BY BRITTNEY BENNETT
EDITOR
YOUNG HARRIS, GEORGIA – For six weeks this summer, several United Keetoowah Band of Cherokee Indian members spent their time performing conservation work and uncovering potential Cherokee artifacts as participants in the U.S. Youth Conservation Corps program.
“It didn’t matter if we were mowing, weed-eating, doing archaeology week, the scenery and just the presence of being in our homelands made it fun,” said Jeanetta Leach, a first-year participant. “It’s very educational as well. I learned a lot about traditions and my heritage and about myself.”
YCC is managed by the U.S. Department of Agriculture Forest Service , the U.S. Department of the Interior National Park Service and Fish and Wildlife Service.
It is intended to teach participants 15-18 years old about natural and cultural resources management through paid work experiences in national parks, forests, wildlife refuges and fish hatcheries.
The youth group began working on June 2 and continued through July 14, getting opportunities to perform trail maintenance, learn about environmental sciences and assist with wildlife and water management.
Yet the most impactful work was done at an archaeological site in the Chattahoochee-Oconee National Forest near the Blue Ridge foothills. The site was discovered after several trucks and ATVs disturbed the area, according to WABE, a radio station in Atlanta.
Archaeologists believe it is connected to Cherokee people and have since stepped in to painstakingly document the site, which unearthed evidence of a wood and mud house and several pottery artifacts.
“Archaeology week, that was kind of sad because we were digging up things,” said Leach. “I like finding pieces of pottery and stuff like that, but it still kind of hurt in a way. You don’t know who that was or if they were part of your bloodline. That kind of hit home to me a little bit. It was just a sad week. I enjoyed finding things but you thought back to, ‘who was this? Whose loved one was this? Was it one of my family members?’”
The site also hit home for second-year participant Tim Pigeon.
“I am almost positive that some of my blood line has been on that dirt,” he said. “Digging up the potteries and whatnot, I would be thinking someone from my family might have made this or touched this at one point and one time. I had mixed emotions about it. I like that I’m spreading the Native culture but a part of me feels like it belongs in the dirt for a reason and that it should stay in the dirt.”

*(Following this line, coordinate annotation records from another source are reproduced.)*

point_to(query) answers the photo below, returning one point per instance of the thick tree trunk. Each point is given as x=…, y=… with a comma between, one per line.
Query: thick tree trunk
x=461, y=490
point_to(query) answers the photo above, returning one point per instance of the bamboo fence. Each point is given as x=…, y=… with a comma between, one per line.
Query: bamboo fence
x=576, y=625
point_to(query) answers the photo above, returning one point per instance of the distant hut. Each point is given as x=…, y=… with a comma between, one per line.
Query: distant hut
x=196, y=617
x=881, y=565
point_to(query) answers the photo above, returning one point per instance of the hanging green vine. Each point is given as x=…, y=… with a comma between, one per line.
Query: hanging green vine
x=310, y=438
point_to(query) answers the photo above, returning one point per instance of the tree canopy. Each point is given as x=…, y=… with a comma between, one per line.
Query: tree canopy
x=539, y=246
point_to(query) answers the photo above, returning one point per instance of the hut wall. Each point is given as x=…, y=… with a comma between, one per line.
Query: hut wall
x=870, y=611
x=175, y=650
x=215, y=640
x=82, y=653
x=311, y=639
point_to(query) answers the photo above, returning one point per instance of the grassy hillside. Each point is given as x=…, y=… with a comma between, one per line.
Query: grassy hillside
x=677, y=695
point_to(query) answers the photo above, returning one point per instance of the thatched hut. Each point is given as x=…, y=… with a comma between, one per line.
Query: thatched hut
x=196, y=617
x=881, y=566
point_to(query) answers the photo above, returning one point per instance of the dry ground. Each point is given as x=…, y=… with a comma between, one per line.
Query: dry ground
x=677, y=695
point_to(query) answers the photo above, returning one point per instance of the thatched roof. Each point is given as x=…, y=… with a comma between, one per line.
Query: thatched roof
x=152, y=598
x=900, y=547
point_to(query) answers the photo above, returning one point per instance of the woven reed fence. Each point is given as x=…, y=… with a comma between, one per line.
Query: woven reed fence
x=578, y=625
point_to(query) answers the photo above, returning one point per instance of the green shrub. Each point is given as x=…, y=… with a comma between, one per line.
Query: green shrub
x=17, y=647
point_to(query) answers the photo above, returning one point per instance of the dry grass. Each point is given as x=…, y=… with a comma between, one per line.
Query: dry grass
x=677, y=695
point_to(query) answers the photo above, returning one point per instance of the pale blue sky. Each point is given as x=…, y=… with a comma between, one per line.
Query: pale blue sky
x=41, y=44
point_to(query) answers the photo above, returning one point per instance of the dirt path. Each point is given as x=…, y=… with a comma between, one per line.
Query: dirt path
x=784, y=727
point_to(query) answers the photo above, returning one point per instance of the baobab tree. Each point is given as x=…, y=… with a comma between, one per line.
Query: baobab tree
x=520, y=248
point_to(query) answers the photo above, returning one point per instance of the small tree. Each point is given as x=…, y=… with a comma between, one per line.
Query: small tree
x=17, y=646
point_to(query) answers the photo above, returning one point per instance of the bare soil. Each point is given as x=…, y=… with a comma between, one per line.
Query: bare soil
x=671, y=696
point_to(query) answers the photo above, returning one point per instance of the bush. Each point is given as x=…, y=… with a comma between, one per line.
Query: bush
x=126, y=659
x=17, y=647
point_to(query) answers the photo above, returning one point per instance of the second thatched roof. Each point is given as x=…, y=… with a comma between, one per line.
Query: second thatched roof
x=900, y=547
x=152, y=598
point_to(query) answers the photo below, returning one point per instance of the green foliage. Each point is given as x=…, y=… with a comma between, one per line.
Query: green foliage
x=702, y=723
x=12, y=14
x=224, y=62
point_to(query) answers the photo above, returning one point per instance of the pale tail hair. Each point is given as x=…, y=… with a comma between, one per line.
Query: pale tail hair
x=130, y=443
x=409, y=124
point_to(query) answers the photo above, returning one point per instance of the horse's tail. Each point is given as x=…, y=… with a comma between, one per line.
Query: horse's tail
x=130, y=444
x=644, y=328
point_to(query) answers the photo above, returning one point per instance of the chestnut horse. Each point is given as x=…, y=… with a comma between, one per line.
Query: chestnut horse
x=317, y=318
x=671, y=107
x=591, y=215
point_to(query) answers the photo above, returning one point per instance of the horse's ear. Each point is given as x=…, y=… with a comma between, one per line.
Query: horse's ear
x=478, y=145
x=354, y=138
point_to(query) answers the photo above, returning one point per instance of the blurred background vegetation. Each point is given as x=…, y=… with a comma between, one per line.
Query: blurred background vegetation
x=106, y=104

All artifacts collected were handled with respect and will help archaeologists learn more about the area and time period in which the artifacts were made.
Previous assumptions believed that people did not inhabit the area.
In addition to pottery, Pigeon said the group also uncovered small skull fragments. “It wasn’t a full on grave site. It was bone fragment, but it was still enough to not want to come back there,” he said. “We went back to that spot for another day and made sure the bones went right exactly where it was and it was buried. I am from the Stokes grounds and I did say some prayers. We handled that in a orderly way.”
Crew Leader Bob Henson spent time assisting and mentoring the group. He was also affected by the program and encouraged all youth to apply.
“If you get a chance to go and work, whether it’s forestry or to do with archaeology, we have that in us,” he said. “Do it for your ancestors and the people that died on the Trail of Tears, whether they need to be found and given a proper burial, whatever, do it for them.”